We have a financial processing system based on NSB on top of RabbitMQ. We are experiencing occasional message latencies and I am not sure where to look to find the issue. We are processing max 4RPS as reported by RabbitMQ management. The problematic messages are just doing some database work and are then returned to the requesting server.
1% of the messages take more than 5s to return. 10% take between 100ms and 5s to return. 89% behave normally and return in an average of 22ms. There are even a few stragglers that take over 10s to return, which causes timeouts for the clients.

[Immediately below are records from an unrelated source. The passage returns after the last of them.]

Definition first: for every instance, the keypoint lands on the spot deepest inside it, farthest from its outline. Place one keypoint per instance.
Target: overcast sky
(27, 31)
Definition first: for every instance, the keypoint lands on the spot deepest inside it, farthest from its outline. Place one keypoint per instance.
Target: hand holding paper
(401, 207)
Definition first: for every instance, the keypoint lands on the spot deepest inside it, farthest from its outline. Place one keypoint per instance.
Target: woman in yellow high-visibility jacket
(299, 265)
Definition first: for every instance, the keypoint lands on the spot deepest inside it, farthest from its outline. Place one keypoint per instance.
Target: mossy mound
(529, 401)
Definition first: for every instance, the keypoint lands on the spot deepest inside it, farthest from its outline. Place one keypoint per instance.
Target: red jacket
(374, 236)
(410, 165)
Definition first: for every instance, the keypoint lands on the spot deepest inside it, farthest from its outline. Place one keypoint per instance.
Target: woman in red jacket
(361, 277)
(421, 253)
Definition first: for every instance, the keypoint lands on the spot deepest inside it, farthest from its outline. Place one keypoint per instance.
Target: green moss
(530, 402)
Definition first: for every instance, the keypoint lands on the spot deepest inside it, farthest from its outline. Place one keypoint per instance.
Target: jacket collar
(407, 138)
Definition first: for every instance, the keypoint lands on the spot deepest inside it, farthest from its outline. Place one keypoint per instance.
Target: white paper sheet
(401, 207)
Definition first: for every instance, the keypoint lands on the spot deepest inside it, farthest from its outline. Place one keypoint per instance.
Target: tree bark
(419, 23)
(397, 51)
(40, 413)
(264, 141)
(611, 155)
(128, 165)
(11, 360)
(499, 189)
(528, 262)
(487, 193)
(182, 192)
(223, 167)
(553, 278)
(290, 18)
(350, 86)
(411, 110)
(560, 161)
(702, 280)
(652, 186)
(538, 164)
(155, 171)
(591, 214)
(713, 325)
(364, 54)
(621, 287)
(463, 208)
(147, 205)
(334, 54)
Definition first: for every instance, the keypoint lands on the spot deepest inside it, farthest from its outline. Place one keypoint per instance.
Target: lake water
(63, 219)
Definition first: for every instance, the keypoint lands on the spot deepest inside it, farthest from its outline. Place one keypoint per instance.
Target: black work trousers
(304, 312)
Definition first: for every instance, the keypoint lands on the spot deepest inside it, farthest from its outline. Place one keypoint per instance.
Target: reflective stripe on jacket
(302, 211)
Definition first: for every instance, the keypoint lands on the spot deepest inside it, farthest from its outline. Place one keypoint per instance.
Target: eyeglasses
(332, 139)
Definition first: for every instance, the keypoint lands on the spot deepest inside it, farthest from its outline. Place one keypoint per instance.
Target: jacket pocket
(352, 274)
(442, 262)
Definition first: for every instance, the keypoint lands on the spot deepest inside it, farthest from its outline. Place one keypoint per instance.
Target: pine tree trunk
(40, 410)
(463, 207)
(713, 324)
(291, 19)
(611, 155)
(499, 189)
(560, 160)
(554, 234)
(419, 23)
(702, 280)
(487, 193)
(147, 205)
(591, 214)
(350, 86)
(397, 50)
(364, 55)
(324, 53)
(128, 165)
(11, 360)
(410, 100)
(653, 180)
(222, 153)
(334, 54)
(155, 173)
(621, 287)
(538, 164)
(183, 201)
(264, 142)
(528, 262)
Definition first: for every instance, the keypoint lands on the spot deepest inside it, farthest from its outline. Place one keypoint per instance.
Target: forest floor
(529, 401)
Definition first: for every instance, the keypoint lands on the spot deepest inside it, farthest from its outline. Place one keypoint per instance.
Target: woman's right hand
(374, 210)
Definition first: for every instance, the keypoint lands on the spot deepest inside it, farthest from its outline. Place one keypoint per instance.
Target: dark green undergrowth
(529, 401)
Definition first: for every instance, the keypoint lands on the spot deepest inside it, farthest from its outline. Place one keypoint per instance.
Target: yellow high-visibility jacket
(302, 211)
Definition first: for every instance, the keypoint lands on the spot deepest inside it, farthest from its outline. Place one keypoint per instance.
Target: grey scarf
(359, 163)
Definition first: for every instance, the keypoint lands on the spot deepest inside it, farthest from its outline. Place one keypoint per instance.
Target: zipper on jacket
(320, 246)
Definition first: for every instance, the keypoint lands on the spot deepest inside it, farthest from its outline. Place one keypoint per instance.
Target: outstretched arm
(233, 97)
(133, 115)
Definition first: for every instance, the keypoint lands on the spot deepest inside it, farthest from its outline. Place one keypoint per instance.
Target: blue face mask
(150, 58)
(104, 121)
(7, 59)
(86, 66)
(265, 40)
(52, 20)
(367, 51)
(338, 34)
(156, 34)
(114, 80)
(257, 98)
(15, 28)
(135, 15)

I have confirmed that the long duration messages are delayed at transport, not during the database work. Indeed, I created a ping tester using the same NSB configuration with no database activity, and it experiences the same issues, however, with shorter durations overall.
Here is an example of the ping tester output with the first number in pink being the round-trip ping time. (The second is roughly the one-way time from source to target).
Why would this occasionally take 1000ms instead of the usual 3ms?
I have confirmed that CPU and memory are never an issue, and there are no CPU spikes when the message is delayed.
This behavior seems to be the same no matter what version of erlang/RabbitMQ are installed. I currently have the latest installed on our test system.
Endpoint concurrency is set to 25 for the ping test and 100 for the production system.
Thanks very much for any assistance!